たとえば「大きな収納がほしい」という要望があったとしても、本当に必要なのは収納量そのものではなく、物が視界に入らない、すっきりとした暮らしなのかもしれません。
「子どもを見守れるキッチンがほしい」という要望も、単にキッチンから子どもが見えることではなく、家族が同じ空間にいながら、それぞれの時間を過ごせることが大切なのかもしれません。
ご要望をそのまま形にするのではなく、その奥にある暮らしまで考える。
だからこそ、アルスホームでは「完全個別設計」を、「自由設計」とは区別しています。

土地と暮らしを合わせて考える
完全個別設計を考えるうえで、もう一つ大切なのが「土地」です。
同じ家族が暮らす家でも、土地が変われば、適した住まいのかたちは変わります。
隣家との距離、将来の周辺環境の変化、道路の位置と光の入り方、太陽の位置、周囲の景色、風の通り方。
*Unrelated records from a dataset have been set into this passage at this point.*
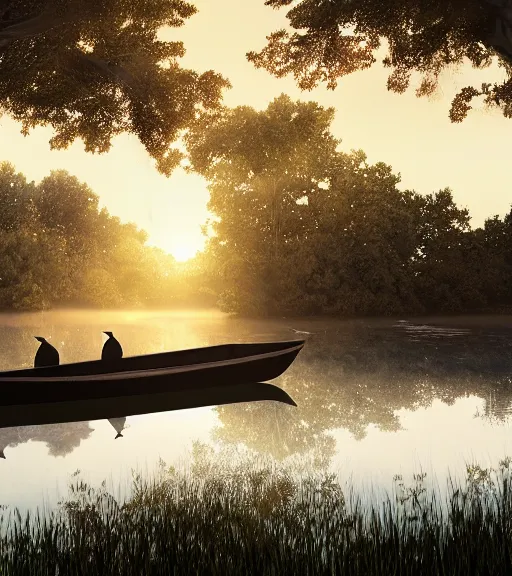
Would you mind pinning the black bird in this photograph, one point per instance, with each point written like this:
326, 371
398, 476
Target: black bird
111, 349
46, 354
118, 425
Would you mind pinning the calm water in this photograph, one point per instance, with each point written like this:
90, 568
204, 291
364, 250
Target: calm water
375, 398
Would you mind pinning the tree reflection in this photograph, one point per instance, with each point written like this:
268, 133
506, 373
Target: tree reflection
363, 375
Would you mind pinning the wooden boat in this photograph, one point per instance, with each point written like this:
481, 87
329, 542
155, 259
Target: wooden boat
192, 356
141, 384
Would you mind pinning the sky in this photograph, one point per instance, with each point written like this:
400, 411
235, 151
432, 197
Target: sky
413, 135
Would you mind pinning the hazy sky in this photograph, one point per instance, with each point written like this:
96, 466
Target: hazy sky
413, 135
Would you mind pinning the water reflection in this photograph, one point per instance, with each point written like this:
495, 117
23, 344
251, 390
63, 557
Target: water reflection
60, 439
371, 394
364, 375
119, 424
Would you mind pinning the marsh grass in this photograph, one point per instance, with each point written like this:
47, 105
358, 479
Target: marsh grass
249, 516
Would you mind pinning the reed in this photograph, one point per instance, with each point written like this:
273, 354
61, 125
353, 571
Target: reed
264, 518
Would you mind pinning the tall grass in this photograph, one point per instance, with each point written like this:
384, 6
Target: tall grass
255, 517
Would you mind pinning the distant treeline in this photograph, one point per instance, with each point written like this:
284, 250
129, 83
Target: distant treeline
58, 248
301, 228
306, 229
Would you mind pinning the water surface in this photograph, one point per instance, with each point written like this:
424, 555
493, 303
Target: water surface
375, 398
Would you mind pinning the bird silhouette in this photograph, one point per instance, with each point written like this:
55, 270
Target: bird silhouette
46, 354
119, 424
112, 350
301, 331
それらを読み取りながら、その土地だからこそできる住まいを考えていきます。
たとえば、外からの視線が気になる土地なら、単純に窓を小さくするのではなく、視線をコントロールしながら光を取り込む方法を考える。
周囲に豊かな緑があるなら、その景色を暮らしの一部として取り込む。
限られた条件を「制約」として捉えるのではなく、その土地ならではの魅力を見つけ、住まいに生かす。
それも完全個別設計の重要な考え方です。

建築士がお客様の暮らしから考える
完全個別設計を行う建築士の仕事は、図面を描くだけでは足りません。
お客様の話を傾聴し、暮らしを想像し、土地を読み、さまざまな条件を整理しながら、一つの住まいとしてまとめていく必要があります。
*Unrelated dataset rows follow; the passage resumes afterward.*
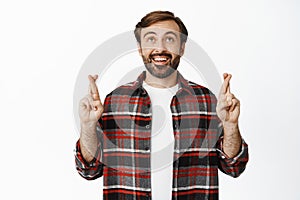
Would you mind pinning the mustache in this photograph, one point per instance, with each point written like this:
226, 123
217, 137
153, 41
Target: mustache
160, 54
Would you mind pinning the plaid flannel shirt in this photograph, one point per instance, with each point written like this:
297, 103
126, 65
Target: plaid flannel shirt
124, 135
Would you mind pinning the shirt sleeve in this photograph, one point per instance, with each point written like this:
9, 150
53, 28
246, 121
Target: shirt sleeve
89, 170
232, 166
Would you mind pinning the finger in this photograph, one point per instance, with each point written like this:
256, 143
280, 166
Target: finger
93, 89
225, 86
229, 97
235, 103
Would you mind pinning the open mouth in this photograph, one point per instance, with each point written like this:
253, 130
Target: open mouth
161, 59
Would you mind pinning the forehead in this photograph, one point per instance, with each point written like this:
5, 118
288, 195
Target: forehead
162, 27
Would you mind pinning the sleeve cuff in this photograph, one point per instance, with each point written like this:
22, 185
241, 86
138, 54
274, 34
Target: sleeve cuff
226, 158
80, 161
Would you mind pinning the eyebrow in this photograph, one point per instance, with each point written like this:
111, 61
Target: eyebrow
151, 32
172, 33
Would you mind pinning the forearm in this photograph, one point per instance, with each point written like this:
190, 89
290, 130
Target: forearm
232, 139
88, 141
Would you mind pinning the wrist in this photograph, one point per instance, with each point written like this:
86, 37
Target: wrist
230, 125
87, 126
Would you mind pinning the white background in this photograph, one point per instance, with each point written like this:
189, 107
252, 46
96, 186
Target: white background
44, 43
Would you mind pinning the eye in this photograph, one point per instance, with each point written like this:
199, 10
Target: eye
151, 39
170, 39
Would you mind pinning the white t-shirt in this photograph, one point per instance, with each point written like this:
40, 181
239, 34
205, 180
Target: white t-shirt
162, 141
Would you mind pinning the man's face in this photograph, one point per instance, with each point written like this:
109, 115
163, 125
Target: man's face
161, 48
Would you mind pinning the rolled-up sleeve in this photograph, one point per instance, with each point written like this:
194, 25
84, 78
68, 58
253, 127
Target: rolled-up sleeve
89, 170
233, 166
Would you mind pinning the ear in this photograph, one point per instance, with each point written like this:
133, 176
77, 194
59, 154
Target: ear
182, 47
139, 48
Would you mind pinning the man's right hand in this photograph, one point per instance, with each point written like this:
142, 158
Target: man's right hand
90, 107
90, 111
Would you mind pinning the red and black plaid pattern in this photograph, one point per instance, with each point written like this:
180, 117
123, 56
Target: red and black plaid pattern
124, 134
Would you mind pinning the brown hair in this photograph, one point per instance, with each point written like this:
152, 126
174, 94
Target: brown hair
157, 16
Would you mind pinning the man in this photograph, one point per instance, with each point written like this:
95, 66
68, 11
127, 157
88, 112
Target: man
139, 157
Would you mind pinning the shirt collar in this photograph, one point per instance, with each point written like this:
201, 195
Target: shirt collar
183, 84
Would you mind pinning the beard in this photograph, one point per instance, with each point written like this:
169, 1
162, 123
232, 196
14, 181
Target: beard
161, 71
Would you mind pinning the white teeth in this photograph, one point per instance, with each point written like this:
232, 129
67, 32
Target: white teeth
160, 59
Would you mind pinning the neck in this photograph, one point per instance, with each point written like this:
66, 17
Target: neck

だからアルスホームでは、建築士がご契約前からお打合せに同席し、暮らしのお話を伺います。
普段どのように暮らしているのか。家でどんな時間を過ごしたいのか。大切にしていることは何か。そうした会話を重ねながら、お客様自身もまだ言葉にできていない「こんな暮らしがしたい」を一緒に探していきます。
そして、その暮らしを実現するために、間取りや空間のあり方を考えていきます。
ご家族が納得できる住まいのために
完全個別設計とは、「他の家とは違う家をつくること」でも、「奇抜なデザイン」や「珍しい間取りをつくる」ことでもありません。暮らす人にとって必要なものを見つめ、整理する。そうすると、自分や家族にとって本当に価値のあるものが見えてくる。そうして「納得を積み重ねながら」生まれるのは、たくさんのものを詰め込んだ家ではなく、その家族にとっての本質的な価値がかたちになった住まいです。
家を建てることは、人生で最も長く過ごす居場所をつくること。そのため、住まいは人の人格形成にも影響を与えます。
家族の将来や、自分の人生を想い、納得しながら一緒につくっていくこと。
それがアルスホームの考える「完全個別設計」です。